I do not currently use VSCode and these other editors,
so I do not wish to maintain plugins for them.
However,
it should be straightforward to implement plugins for them since
Natural-Syntax-LS implements the Language Server Protocol (LSP).
So,
please feel free to make a plugin yourself and create an issue for me to
link it here.
## Selected specification
### Prediction Scheduling
For a single document, only one prediction is scheduled at a time.

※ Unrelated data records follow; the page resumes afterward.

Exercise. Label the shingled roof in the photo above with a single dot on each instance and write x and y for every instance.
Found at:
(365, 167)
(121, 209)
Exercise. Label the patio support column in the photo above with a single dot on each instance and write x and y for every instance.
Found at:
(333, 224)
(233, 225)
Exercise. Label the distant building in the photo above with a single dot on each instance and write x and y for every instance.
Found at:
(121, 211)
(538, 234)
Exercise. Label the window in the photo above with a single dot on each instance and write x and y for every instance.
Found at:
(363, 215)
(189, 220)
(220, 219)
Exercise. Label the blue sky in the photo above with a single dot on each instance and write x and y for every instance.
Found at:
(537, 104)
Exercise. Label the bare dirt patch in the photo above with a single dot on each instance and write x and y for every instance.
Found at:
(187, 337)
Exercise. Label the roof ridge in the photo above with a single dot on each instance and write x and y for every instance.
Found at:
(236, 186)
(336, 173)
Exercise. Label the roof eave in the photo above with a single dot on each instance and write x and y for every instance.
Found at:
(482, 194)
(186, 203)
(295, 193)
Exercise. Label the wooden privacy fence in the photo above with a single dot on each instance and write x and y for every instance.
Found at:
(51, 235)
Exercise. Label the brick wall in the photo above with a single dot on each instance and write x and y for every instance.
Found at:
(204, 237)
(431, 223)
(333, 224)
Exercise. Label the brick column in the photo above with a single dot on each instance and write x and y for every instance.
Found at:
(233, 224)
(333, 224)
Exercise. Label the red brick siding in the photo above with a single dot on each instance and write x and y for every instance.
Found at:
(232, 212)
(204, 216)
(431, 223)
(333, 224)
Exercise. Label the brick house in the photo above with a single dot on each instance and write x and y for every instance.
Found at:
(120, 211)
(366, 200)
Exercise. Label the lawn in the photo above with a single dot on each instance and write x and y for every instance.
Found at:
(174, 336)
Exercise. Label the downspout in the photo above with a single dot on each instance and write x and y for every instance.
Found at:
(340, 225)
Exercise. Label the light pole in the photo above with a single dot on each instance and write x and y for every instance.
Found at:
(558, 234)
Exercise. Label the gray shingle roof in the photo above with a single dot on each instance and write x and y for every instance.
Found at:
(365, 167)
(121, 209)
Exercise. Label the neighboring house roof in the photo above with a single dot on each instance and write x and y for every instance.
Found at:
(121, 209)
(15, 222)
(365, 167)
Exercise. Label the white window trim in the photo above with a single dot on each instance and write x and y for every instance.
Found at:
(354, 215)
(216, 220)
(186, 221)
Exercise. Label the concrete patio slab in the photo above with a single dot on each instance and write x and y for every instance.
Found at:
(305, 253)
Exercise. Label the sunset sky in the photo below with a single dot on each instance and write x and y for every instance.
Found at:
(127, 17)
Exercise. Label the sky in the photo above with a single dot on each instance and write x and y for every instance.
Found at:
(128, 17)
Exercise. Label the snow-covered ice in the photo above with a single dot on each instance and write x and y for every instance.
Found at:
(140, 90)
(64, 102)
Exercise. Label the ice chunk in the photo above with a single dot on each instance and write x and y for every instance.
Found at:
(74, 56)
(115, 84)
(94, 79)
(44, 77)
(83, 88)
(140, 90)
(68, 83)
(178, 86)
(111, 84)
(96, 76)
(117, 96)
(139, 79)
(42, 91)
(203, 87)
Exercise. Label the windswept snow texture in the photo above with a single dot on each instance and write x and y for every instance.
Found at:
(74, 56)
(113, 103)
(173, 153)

When a prediction is ongoing,
new updates are queued and
the latest update replaces any previous updates queued.
## Debugging
We use `tracing-subscriber` with the `env-filter` feature to
emit logs[^tracing-env-filter].
Please configure the log level by setting the `RUST_LOG` environment variable.
On macOS, you may need to set `DYLD_LIBRARY_PATH` to run the tests.
## Future work
- [ ] Customizing the mapping between part of speech and semantic token.
- [ ] Support languages other than English. This simply requires a new model.
- [ ] Incremental updates and semantic token ranges.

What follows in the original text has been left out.